By early October, Mount McKinley was blanketed in snow, but Edward informed me September had been unseasonably warm which allowed the tundra at her feet to hold her autumnal display of color. I was so thankful for it. Evergreen and white spruce rose like dark green obelisks across the land, lending lovely contrast to the sunshine yellow of the poplar, willow, and quaking aspens. Dwarf birch scrubbed the land with its stout brushes of red ochre. Seeing it all beneath the baby blue sky made me wish I could fly and see it all again from above.
Fly? Check that. No way. No time soon, I hope, anyway.
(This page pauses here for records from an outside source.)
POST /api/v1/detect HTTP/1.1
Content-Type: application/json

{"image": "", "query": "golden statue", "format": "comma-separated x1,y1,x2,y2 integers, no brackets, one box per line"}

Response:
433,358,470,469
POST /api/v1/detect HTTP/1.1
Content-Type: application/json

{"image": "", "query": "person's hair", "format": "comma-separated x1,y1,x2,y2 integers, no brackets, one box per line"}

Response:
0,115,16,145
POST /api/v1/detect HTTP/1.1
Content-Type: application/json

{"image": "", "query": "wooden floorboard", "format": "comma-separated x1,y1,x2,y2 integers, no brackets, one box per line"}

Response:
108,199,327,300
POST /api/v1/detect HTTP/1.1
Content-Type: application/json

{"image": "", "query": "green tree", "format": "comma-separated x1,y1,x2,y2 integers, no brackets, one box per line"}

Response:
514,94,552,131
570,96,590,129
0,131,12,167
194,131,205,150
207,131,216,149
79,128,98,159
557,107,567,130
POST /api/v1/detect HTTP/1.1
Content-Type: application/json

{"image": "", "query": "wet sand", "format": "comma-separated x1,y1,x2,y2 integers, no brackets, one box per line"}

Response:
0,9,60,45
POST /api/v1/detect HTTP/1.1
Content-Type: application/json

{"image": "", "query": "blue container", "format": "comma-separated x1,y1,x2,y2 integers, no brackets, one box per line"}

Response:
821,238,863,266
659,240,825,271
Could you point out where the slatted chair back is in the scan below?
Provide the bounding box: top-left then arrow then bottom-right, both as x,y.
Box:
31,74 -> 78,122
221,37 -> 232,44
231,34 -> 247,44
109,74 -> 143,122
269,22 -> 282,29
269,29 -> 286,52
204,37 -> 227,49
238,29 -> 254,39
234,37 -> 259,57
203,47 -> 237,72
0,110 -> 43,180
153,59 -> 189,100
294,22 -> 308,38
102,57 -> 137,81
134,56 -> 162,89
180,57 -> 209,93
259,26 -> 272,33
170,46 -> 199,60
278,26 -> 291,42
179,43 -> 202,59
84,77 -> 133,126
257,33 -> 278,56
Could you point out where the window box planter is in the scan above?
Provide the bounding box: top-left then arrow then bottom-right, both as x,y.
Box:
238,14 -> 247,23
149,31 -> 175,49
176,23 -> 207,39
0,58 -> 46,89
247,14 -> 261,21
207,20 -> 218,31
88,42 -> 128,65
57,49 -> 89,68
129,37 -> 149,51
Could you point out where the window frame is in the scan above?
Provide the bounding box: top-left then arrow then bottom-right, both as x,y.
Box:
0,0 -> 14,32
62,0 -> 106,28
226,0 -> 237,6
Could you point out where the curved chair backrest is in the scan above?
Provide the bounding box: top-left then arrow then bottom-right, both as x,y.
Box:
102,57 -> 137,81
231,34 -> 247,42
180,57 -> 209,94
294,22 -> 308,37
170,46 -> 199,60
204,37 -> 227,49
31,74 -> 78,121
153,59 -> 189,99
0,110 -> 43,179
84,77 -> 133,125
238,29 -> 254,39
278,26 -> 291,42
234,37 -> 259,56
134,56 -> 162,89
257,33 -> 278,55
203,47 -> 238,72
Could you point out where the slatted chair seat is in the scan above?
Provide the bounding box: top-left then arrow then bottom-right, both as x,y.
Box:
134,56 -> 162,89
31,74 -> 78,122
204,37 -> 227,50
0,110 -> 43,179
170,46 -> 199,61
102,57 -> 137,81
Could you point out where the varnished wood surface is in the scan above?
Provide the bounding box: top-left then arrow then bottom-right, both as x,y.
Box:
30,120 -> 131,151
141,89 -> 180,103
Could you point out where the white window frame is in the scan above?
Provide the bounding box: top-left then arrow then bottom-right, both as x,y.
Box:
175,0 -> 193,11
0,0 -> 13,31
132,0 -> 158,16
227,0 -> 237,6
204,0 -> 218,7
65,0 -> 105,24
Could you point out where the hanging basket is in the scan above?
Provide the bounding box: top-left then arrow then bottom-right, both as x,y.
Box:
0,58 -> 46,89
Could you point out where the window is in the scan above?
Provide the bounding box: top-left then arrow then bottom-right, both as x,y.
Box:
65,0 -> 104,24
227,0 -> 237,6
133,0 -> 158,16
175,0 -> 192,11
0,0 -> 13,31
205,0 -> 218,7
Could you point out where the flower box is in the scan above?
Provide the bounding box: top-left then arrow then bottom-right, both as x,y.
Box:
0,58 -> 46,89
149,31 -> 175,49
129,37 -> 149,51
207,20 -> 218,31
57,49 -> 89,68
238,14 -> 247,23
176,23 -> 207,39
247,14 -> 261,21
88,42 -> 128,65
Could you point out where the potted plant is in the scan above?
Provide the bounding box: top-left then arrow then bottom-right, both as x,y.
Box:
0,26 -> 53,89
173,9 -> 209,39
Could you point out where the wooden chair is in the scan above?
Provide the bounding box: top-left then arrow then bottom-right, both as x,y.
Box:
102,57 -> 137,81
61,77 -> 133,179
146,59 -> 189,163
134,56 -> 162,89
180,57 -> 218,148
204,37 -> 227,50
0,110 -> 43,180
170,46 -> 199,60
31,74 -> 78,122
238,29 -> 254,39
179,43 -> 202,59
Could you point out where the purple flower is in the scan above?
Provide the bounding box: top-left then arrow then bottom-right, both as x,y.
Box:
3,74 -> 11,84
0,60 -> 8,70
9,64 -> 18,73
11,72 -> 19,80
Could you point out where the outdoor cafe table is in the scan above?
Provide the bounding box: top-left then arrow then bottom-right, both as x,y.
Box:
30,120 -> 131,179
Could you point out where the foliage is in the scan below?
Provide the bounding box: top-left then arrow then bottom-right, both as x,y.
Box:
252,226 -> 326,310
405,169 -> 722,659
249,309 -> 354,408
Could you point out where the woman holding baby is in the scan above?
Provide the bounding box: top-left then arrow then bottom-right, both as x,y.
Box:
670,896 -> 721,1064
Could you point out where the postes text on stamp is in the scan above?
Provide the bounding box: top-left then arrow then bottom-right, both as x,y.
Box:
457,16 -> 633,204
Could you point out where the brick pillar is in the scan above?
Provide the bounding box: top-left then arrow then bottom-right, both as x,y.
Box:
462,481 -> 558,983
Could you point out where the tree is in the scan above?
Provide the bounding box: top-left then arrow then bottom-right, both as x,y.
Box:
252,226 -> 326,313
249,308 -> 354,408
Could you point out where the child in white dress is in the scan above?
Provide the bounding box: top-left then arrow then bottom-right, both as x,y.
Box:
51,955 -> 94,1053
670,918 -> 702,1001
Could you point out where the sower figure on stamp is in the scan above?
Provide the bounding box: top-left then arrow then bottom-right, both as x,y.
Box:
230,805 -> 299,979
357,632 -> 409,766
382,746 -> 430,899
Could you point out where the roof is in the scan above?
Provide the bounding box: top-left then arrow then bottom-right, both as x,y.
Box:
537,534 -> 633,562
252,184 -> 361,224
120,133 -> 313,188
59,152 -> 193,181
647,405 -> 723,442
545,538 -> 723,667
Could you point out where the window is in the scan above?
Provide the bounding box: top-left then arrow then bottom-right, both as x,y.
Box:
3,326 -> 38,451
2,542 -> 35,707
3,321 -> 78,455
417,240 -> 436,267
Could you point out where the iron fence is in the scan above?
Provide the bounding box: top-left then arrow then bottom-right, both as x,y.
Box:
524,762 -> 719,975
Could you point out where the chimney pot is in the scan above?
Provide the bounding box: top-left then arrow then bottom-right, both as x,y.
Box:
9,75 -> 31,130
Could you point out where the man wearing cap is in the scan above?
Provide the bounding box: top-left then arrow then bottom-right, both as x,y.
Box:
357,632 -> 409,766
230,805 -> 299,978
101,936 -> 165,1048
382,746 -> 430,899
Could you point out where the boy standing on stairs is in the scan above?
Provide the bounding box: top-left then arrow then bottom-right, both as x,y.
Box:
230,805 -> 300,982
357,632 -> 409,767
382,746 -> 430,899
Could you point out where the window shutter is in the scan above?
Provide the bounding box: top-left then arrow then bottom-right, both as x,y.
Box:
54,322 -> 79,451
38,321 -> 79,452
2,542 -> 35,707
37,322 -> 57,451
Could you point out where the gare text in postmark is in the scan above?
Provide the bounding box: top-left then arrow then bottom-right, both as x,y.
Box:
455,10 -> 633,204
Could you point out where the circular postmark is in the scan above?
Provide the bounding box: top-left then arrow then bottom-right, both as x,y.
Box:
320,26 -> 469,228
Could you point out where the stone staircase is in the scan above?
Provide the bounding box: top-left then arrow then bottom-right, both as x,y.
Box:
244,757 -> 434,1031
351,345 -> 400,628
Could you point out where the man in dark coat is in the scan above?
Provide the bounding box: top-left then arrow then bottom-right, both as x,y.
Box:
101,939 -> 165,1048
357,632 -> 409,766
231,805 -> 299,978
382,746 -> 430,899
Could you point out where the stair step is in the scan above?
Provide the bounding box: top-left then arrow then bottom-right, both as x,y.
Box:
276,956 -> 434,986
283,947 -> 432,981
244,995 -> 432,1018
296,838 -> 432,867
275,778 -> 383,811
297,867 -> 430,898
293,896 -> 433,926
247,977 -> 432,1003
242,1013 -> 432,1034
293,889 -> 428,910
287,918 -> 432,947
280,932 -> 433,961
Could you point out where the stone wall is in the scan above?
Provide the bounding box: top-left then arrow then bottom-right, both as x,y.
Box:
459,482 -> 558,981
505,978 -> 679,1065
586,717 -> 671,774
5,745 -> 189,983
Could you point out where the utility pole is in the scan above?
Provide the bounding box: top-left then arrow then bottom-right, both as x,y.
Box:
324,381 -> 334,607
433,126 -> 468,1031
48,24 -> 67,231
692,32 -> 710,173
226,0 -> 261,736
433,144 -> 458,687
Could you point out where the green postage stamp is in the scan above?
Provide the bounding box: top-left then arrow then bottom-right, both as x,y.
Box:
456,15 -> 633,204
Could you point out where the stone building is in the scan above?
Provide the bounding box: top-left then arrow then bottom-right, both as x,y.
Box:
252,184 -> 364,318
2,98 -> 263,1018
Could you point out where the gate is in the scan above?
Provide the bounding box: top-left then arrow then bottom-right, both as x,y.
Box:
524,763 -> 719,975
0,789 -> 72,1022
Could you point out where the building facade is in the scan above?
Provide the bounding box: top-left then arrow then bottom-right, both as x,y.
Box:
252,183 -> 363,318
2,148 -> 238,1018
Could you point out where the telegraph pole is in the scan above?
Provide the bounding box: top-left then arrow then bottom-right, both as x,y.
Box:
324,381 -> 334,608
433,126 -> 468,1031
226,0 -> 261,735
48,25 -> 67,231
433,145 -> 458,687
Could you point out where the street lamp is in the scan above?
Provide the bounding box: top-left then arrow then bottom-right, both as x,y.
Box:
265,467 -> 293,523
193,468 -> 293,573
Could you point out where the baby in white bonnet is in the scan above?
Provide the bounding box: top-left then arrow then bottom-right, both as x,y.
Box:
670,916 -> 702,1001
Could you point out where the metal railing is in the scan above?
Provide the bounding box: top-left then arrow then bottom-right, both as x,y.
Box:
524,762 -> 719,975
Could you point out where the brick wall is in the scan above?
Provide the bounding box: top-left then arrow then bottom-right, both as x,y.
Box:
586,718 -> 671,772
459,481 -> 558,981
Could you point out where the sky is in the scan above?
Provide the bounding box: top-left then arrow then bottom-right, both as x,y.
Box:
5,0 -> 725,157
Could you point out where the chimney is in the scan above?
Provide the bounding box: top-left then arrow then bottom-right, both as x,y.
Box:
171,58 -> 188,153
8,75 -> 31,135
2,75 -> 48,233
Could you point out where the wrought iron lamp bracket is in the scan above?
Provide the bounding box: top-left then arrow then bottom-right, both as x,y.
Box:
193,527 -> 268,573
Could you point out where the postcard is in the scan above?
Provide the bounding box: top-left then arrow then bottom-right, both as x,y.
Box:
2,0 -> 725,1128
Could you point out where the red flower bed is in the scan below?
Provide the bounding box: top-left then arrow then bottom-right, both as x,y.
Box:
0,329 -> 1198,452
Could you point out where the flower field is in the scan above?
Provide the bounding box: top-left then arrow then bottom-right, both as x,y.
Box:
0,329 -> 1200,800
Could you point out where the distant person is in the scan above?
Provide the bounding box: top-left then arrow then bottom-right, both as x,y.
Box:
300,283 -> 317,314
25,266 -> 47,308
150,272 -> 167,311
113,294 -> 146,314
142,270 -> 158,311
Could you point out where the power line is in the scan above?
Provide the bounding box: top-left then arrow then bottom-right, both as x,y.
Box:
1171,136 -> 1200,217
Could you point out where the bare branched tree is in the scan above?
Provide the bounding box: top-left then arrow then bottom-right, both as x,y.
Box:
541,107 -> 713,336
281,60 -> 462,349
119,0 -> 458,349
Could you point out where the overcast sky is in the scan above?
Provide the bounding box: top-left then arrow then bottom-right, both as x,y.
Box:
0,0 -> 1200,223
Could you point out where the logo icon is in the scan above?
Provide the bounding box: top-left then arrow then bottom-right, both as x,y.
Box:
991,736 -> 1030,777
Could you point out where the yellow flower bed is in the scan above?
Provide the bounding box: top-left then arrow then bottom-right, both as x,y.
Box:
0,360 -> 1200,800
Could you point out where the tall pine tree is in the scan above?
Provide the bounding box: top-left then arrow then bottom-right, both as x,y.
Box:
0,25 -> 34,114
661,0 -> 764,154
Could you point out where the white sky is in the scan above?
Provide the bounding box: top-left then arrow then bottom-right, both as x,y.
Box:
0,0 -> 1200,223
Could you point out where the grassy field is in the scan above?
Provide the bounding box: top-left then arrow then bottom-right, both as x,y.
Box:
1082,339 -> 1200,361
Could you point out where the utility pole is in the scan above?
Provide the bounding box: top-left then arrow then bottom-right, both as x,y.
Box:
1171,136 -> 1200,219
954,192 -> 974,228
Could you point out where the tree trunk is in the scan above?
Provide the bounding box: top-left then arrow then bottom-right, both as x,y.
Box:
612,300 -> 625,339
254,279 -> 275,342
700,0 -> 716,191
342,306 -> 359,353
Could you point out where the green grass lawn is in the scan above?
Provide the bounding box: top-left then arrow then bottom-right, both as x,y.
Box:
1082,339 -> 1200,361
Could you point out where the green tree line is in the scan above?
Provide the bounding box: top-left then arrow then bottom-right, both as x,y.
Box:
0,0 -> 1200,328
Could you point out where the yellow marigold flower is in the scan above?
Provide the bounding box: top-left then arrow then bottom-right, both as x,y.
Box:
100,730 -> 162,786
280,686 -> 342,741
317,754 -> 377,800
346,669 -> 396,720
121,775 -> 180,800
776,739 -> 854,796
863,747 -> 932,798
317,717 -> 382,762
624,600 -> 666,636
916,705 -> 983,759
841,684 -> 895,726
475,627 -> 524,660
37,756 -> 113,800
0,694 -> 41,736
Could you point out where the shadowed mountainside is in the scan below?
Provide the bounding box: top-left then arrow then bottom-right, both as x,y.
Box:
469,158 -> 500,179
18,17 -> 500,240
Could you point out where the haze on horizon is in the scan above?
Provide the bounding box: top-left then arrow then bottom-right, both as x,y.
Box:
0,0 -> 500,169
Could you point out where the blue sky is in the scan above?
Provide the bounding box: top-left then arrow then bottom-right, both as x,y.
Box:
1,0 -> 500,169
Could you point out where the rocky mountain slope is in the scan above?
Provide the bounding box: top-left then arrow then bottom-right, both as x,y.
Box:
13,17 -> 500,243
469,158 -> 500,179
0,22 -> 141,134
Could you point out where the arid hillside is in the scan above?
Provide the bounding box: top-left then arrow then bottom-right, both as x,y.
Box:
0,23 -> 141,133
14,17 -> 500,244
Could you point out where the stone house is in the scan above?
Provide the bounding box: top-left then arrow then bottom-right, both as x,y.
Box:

Remembering turning into the Phoenix and plummeting towards the earth, I made the quick decision to entertain thoughts of flight another day. When your first flight ends in a fiery crash, you tend to want to forget that. I refocused on Edward and gave him a teasing shove.
"Race you to her base?"
"With rhyming like that, how can I refuse?" With a light tug of my hand, we were off running side by side, fleet as the wind itself. Tearing across the tundra, my peripheral vision was not a blurred streak like I would expect, but a continual flash of images in a perfect millisecond of time, framed like a snapshot as we passed by. Impossibly, I was able to take note of every detail in each flash, and process with base instinct as either threat or no threat. Now I knew how Edward was able to move so fast, yet not bump into anything, trip or take a wrong turn. Information was fed with perfect clarity to the brain, and the speed in which it is processed had no limits.
No limits! Now, this is going to be fun.
With a push of effort, I pulled ahead of Edward and ran as fast as I dared for the base of the mountain. A small lake flashed up ahead and I calculated my speed and its width before deciding to try something different.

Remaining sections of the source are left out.